Ada pun kulit hewan buas, seperti ular, harimau, dan semisalnya, para ulama sejak masa sahabat memakruhkannya. Pembolehan hanya berlaku untuk kulit hewan yang bisa dimakan dagingnya.

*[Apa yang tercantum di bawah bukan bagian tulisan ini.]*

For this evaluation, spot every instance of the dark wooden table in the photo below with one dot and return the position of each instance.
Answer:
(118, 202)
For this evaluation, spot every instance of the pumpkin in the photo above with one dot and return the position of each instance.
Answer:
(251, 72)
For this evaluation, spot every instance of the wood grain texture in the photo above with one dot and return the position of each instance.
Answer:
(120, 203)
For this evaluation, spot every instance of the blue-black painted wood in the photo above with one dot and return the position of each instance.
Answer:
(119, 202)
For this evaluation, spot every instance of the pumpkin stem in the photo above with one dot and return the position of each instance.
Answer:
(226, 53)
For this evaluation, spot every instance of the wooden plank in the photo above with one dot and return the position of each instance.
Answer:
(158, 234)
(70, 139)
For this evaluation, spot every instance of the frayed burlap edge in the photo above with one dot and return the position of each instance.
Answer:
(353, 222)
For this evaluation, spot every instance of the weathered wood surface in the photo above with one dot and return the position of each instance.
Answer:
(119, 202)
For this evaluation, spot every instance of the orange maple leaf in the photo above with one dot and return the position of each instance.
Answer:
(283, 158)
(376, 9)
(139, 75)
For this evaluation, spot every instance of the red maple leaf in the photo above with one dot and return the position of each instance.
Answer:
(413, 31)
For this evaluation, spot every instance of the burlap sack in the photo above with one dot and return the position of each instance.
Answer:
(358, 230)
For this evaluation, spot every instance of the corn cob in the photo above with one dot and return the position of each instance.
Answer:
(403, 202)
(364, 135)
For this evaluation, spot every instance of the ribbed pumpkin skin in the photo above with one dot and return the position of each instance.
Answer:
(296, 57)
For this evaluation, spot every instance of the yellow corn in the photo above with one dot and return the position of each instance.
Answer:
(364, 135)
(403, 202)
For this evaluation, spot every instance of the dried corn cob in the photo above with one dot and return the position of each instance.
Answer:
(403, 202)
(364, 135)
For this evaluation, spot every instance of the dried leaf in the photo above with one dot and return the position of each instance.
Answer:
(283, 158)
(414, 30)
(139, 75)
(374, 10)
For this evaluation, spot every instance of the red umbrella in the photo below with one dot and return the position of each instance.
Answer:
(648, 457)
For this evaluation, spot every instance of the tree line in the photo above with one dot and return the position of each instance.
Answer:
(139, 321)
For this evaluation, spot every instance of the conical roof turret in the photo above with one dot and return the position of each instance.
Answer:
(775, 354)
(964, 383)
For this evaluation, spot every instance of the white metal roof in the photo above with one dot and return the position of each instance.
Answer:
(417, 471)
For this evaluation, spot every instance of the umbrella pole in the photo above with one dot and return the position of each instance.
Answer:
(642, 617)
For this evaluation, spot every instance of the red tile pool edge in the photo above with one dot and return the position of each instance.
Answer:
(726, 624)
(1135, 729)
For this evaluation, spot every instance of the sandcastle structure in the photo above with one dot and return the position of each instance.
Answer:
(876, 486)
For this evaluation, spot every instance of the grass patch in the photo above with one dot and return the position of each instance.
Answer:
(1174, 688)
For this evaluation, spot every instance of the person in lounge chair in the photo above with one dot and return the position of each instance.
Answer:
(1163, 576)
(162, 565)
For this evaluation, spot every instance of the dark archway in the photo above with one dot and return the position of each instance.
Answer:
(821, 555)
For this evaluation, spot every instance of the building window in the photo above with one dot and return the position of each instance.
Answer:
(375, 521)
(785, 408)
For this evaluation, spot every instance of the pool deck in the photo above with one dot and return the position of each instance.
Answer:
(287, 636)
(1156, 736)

Syaikh Muhammad Shalih Al Munajjid mengatakan:

والأظهر أن جلد الحيوان الذي لا يؤكل لحمه غير طاهر ، سواء دبغ أم لم يدبغ ؛ لأن الجلود النجسة لا تطهر بالدباغ

Pendapat yg benar bahwa kulit hewan yang tidak bisa dimakan tidaklah suci, sama saja apakah disamak atau tidak, sebab kulit yang najis tidaklah menjadi suci walau disamak.

(Al Islam Su’aal wa Jawaab no.147632)

Imam At Tirmidzi berkata:

و قَالَ بَعْضُ أَهْلِ الْعِلْمِ مِنْ أَصْحَابِ النَّبِيِّ صَلَّى اللَّهُ عَلَيْهِ وَسَلَّمَ وَغَيْرِهِمْ إِنَّهُمْ كَرِهُوا جُلُودَ السِّبَاعِ وَإِنْ دُبِغَ وَهُوَ قَوْلُ عَبْدِ اللَّهِ بْنِ الْمُبَارَكِ وَأَحْمَدَ وَإِسْحَقَ وَشَدَّدُوا فِي لُبْسِهَا وَالصَّلَاةِ فِيهَا قَالَ إِسْحَقُ بْنُ إِبْرَاهِيمَ إِنَّمَا مَعْنَى قَوْلِ رَسُولِ اللَّهِ صَلَّى اللَّهُ عَلَيْهِ وَسَلَّمَ أَيُّمَا إِهَابٍ دُبِغَ فَقَدْ طَهُرَ جِلْدُ مَا يُؤْكَلُ لَحْمُهُ هَكَذَا فَسَّرَهُ النَّضْرُ بْنُ شُمَيْلٍ و قَالَ إِسْحَقُ قَالَ النَّضْرُ بْنُ شُمَيْلٍ إِنَّمَا يُقَالُ الْإِهَابُ لِجِلْدِ مَا يُؤْكَلُ لَحْمُهُ

Sebagian ulama` dari kalangan sahabat Nabi ﷺ dan selain mereka tetap memakruhkan kulit binatang buas meskipun telah disamak. Ini adalah pendapat Abdullah Ibnul Mubarak, Ahmad dan Ishaq.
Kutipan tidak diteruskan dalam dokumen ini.